Rapid Erasure of Long-Term Memory Associations in the Cortex by an Inhibitor of PKM{zeta}

Reut Shema,1 Todd Charlton Sacktor,2 Yadin Dudai1*

Little is known about the neuronal mechanisms that subserve long-term memory persistence in the brain. The components of the remodeled synaptic machinery, and how they sustain the new synaptic or cellwide configuration over time, are yet to be elucidated. In the rat cortex, long-term associative memories vanished rapidly after local application of an inhibitor of the protein kinase C isoform, protein kinase M zeta (PKM{zeta}). The effect was observed for at least several weeks after encoding and may be irreversible.
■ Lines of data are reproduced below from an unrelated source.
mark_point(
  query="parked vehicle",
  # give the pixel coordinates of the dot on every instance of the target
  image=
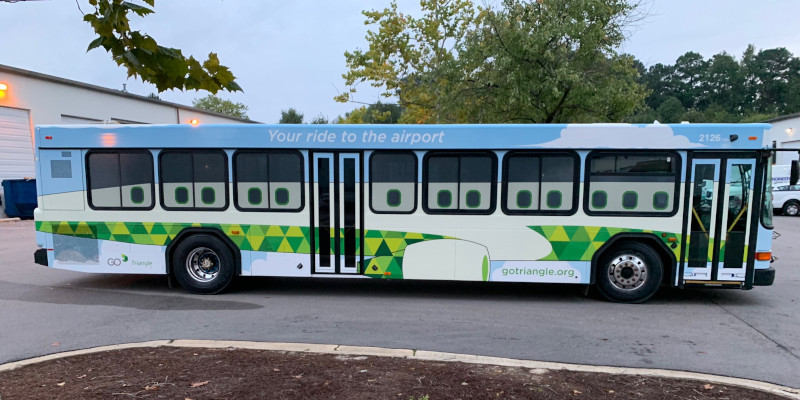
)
(786, 198)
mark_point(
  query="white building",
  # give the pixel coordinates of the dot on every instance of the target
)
(785, 134)
(29, 98)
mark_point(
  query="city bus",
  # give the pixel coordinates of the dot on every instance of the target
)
(625, 208)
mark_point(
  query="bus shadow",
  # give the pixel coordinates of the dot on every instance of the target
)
(130, 291)
(370, 288)
(151, 292)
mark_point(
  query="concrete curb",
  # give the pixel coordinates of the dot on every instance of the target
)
(422, 355)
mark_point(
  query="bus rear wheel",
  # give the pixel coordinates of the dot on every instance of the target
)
(629, 273)
(203, 264)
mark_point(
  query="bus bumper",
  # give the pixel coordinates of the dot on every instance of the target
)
(40, 257)
(764, 277)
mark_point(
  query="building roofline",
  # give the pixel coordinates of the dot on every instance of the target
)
(783, 118)
(82, 85)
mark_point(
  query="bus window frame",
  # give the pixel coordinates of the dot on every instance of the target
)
(460, 153)
(576, 178)
(118, 152)
(234, 180)
(416, 180)
(587, 180)
(190, 151)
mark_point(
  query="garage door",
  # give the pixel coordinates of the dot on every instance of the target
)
(16, 147)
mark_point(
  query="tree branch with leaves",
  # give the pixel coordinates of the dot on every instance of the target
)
(165, 67)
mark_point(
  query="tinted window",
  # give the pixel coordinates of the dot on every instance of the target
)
(251, 167)
(444, 198)
(476, 169)
(524, 199)
(460, 182)
(120, 179)
(60, 169)
(620, 164)
(136, 168)
(393, 167)
(443, 169)
(599, 199)
(554, 199)
(268, 180)
(558, 169)
(393, 182)
(630, 200)
(103, 170)
(194, 179)
(209, 167)
(529, 177)
(523, 169)
(176, 167)
(285, 167)
(660, 200)
(393, 198)
(625, 178)
(137, 195)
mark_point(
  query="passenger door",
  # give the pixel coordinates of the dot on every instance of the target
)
(336, 217)
(720, 219)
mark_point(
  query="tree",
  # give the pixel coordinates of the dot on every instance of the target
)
(690, 74)
(165, 67)
(320, 120)
(290, 116)
(412, 57)
(524, 61)
(378, 113)
(222, 106)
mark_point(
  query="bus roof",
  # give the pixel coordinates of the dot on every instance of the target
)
(421, 137)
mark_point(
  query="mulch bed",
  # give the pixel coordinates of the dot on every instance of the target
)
(186, 373)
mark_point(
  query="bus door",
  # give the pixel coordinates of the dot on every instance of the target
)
(720, 219)
(336, 193)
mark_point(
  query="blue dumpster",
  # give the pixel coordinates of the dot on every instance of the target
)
(20, 197)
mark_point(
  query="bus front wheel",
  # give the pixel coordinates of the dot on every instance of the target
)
(203, 264)
(791, 208)
(629, 273)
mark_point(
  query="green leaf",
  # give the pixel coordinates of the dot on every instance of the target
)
(139, 10)
(96, 43)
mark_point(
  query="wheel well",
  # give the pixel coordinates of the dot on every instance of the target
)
(667, 257)
(188, 232)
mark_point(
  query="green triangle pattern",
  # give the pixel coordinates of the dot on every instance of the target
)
(270, 238)
(579, 243)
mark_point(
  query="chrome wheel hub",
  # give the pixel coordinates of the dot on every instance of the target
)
(627, 272)
(203, 264)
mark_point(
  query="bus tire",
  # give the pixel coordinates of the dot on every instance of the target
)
(629, 273)
(203, 264)
(791, 208)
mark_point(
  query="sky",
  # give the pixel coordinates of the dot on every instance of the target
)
(291, 53)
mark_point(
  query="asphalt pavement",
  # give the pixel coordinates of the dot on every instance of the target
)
(749, 334)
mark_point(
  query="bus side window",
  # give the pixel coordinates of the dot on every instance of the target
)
(120, 179)
(268, 180)
(539, 183)
(636, 182)
(460, 183)
(393, 182)
(194, 179)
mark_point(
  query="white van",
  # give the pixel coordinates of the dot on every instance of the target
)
(787, 199)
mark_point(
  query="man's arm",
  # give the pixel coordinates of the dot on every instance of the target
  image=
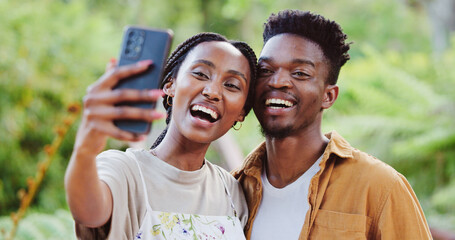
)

In the neocortex, which is assumed to be the repository of multiple types of long-term memory, persistence of memory is thus dependent on ongoing activity of a protein kinase long after that memory is considered to have consolidated into a long-term stable form.

1 Department of Neurobiology, The Weizmann Institute of Science, Rehovot 76100, Israel.
2 Departments of Physiology, Pharmacology, and Neurology, The Robert F. Furchgott Center for Neural and Behavioral Science, SUNY Downstate Medical Center, 450 Clarkson Avenue, Brooklyn, NY 11203, USA.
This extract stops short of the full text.